Die Kindertagesstätte ist barrierefrei zugänglich und steht allen Familien offen, unabhängig von sozialen, wirtschaftlichen oder weltanschaulichen Voraussetzungen. Unser Bestreben ist es, Kindern den Weg in eine erfolgreiche Bildungsbiografie zu eröffnen, Teilhabebarrieren abzubauen und demokratische Prozesse zu ermöglichen. Die Eltern sind dabei unsere wichtigsten Partner.

Gesunde Ernährung

Wir bieten allen Kindern eine Vollverpflegung an, welche durch den zentralen Standort der Küche und dem sich großzügig anschließenden Kinderrestaurant zum gemeinsamen Essen mit allen Sinnen einlädt. Die gesunde Ernährung gewinnt so besondere Bedeutung und wird als weiterer Schwerpunkt in der Arbeit mit den Kindern thematisiert und in Projekten eingebunden.
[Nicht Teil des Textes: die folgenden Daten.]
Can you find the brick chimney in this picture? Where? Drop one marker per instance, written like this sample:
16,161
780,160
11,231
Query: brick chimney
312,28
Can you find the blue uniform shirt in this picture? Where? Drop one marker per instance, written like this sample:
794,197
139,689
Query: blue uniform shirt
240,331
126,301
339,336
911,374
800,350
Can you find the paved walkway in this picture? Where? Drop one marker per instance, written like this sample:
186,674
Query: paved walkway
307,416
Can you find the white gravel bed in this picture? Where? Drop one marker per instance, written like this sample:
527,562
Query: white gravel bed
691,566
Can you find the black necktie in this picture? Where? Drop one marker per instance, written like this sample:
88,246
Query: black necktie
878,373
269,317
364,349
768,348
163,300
So wird es Kräuterbeete geben, die die Küche für die Versorgung mit nutzt. Ein Naschgarten wird mit den Kindern gepflegt und lädt zum Ernten ein.
Das Küchenteam stellt sicher das täglich frisch gekocht wird. Dafür werden bevorzugt regionale und saisonale Produkte genutzt. Auch diagnostizierte Allergien und kulturelle Essgewohnheiten finden Beachtung.